Harare - Zimbabwe's President Robert Mugabe appeared in public on Friday for the first time since the army took charge, as the ruling party made plans to force him to step down after more than three decades in power.
The president, who is 93, opened a graduation ceremony at Zimbabwe Open University in Harare. He wore blue and yellow academic robes and a mortar board hat and appeared to fall asleep in his chair as his eyes closed and his head lolled.
Mugabe led the country's liberation struggle and has dominated its politics since independence in 1980 but this week's army takeover signals the collapse of his authority despite his insistence he remains in charge. A senior member of the Zanu PF ruling party said it wanted him gone.

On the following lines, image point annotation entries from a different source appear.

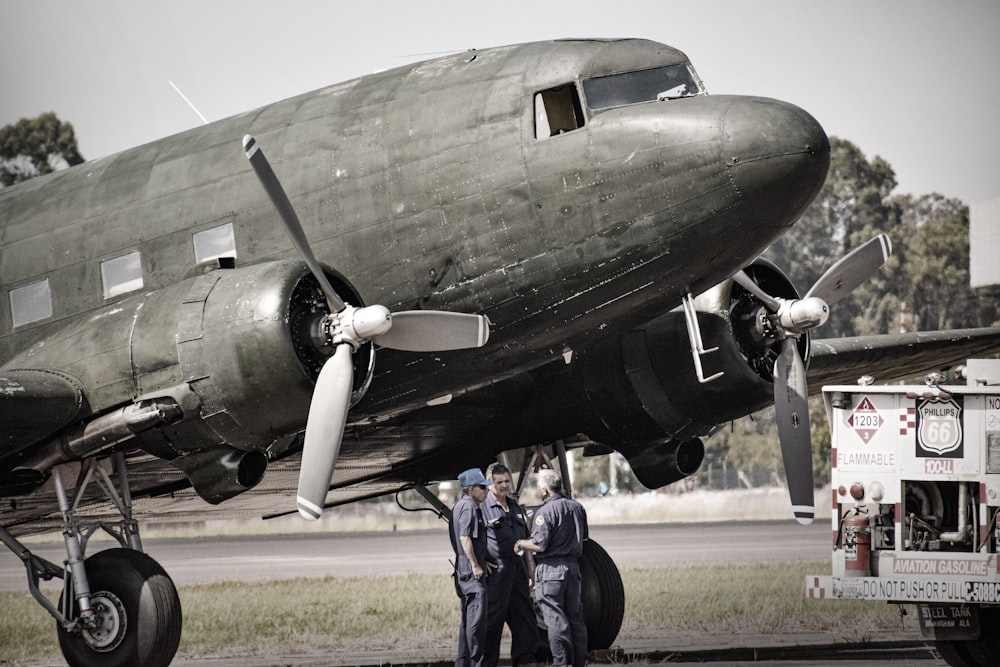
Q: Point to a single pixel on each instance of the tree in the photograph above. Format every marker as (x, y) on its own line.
(36, 146)
(852, 207)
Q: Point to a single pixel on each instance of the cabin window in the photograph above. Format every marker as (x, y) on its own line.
(214, 243)
(122, 274)
(31, 303)
(557, 110)
(647, 85)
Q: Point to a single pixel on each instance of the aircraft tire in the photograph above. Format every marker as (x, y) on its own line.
(138, 611)
(602, 594)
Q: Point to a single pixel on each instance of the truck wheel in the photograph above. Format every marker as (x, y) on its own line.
(982, 652)
(137, 614)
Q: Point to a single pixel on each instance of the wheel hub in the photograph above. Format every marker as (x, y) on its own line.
(107, 630)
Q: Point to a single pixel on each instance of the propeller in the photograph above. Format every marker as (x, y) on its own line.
(347, 328)
(788, 320)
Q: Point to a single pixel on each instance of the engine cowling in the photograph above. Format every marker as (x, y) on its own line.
(236, 349)
(644, 391)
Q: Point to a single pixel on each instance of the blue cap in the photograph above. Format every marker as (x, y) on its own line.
(472, 477)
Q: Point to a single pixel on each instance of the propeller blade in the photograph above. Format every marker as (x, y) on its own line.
(272, 186)
(324, 431)
(435, 331)
(791, 408)
(747, 283)
(851, 270)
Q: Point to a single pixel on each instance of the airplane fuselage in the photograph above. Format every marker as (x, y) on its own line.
(508, 182)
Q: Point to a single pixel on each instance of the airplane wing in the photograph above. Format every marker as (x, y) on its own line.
(35, 404)
(896, 356)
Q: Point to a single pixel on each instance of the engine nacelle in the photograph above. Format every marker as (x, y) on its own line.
(237, 350)
(644, 391)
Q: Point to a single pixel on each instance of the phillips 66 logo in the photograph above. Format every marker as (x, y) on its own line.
(939, 428)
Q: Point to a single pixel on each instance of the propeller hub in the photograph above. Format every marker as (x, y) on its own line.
(802, 314)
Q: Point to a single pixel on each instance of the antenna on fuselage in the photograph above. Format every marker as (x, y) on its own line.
(190, 104)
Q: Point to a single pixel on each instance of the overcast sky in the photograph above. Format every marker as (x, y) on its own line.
(913, 81)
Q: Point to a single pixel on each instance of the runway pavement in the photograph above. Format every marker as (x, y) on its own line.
(261, 558)
(209, 559)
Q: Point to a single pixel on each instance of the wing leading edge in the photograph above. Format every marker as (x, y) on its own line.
(896, 356)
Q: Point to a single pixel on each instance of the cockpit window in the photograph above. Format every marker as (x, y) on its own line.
(647, 85)
(557, 110)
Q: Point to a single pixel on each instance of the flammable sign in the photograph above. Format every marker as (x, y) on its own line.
(865, 420)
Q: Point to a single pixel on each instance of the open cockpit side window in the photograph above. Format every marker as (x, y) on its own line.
(647, 85)
(557, 110)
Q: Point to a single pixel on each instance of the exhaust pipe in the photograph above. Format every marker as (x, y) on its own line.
(97, 435)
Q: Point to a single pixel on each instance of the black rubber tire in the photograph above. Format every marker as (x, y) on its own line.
(138, 597)
(602, 595)
(953, 652)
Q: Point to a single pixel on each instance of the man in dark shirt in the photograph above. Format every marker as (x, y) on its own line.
(557, 535)
(507, 587)
(468, 539)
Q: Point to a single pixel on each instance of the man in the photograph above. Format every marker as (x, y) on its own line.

"If he becomes stubborn, we will arrange for him to be fired on Sunday," the source said. "When that is done, it's impeachment on Tuesday."
In contrast, the military said in a statement on national television it was "engaging" with Mugabe. It referred to him as Commander in Chief and said it would announce an outcome as soon as possible.
The ruling Zanu PF party has called for a mass meeting in the capital on Saturday to show its support for the War Veterans group in their bid to remove Mugabe.
Mugabe is revered as an elder statesman and independence leader but he is also viewed by many in Africa as a president who crippled his country by remaining in power too long. He calls himself the grand old man of African politics.
The army appears to want him to go quietly and allow a transition to Emmerson Mnangagwa, whose sacking last week as vice president triggered the takeover.
A goal of the generals is to prevent Mugabe handing power to his wife, Grace, who appeared on the cusp of power after Mnangagwa was pushed out.
"NO GOING BACK"
Zimbabwe's official newspaper, the Herald, ran photographs late on Thursday showing Mugabe grinning and shaking hands with military chief General Constantino Chiwenga, who seized power this week.
The images stunned Zimbabweans who said it meant Mugabe was managing to hold out against Chiwenga's coup. Some political sources said he was trying to delay his departure until elections scheduled for next year.
The Zanu PF source said that was not the case. Anxious to avoid a protracted stalemate, party leaders were drawing up plans to dismiss Mugabe at the weekend if he refused to quit, the source said.
"There is no going back," the source told Reuters. "It's like a match delayed by heavy rain, with the home side leading 90-0 in the 89th minute."
The army is camped on his doorstep. Grace Mugabe is under house arrest and her key political allies are in military custody. The police, once a bastion of support, have showed no signs of resistance.
Furthermore, he has little popular backing in the capital, a stronghold of support for opposition parties that have tapped into the anger and frustration at his handling of the economy, which collapsed after the seizure of white-owned farms in 2000.
Unemployment is now running at nearly 90 percent and chronic shortages of hard currency have triggered hyperinflation, with the prices of imports rising as much as 50 percent a month.
Mugabe has won a series of elections but his critics in Africa and the West say his handling of the economy has been disastrous and he has used violence to maintain power. Botswana's President Ian Khama told him to resign.
"I don't think anyone should be President for that amount of time. We are Presidents. We are not monarchs. It's just common sense," Khama said.
Speaking at a Southern African Development Community meeting in Botswana's capital Gaborone, South Africa's President Jacob Zuma struck a different chord.
"We note with great concern the unfolding political development in Zimbabwe and we hope that they will not lead to unconstitutional change of government," Zuma said.
Dumiso Dabengwa, a Zimbabwean liberation war veteran and KGB-trained former intelligence chief, said Mugabe's fate was sealed but old age was causing him to dig in his heels.
"At his age, everybody becomes very stubborn and he would be no exception," he told reporters in Johannesburg.
"He certainly will not do it easily, but I think the people will show him that he's no longer wanted."
U.S. Secretary of State Rex Tillerson on Friday urged "a quick return to civilian rule" in Zimbabwe.
"Zimbabwe has an opportunity to set itself on a new path, one that must include democratic elections and respect for human rights," Tillerson told the foreign ministers from the African continent ahead of a meeting in Washington.
The United States, a longtime Mugabe critic, is seeking "a new era", the State Department's top official for Africa said, an implicit call for Mugabe to quit.
Read more: Botswana's Khama tells Mugabe to go
In an interview with Reuters, acting US Assistant Secretary of State for African Affairs Donald Yamamoto appeared to dismiss the idea of keeping Mugabe in an interim or ceremonial role.
"It's a transition to a new era for Zimbabwe, that's really what we're hoping for," Yamamoto said.
For its part, China's Foreign Ministry called for a peaceful resolution in Zimbabwe under a legal framework.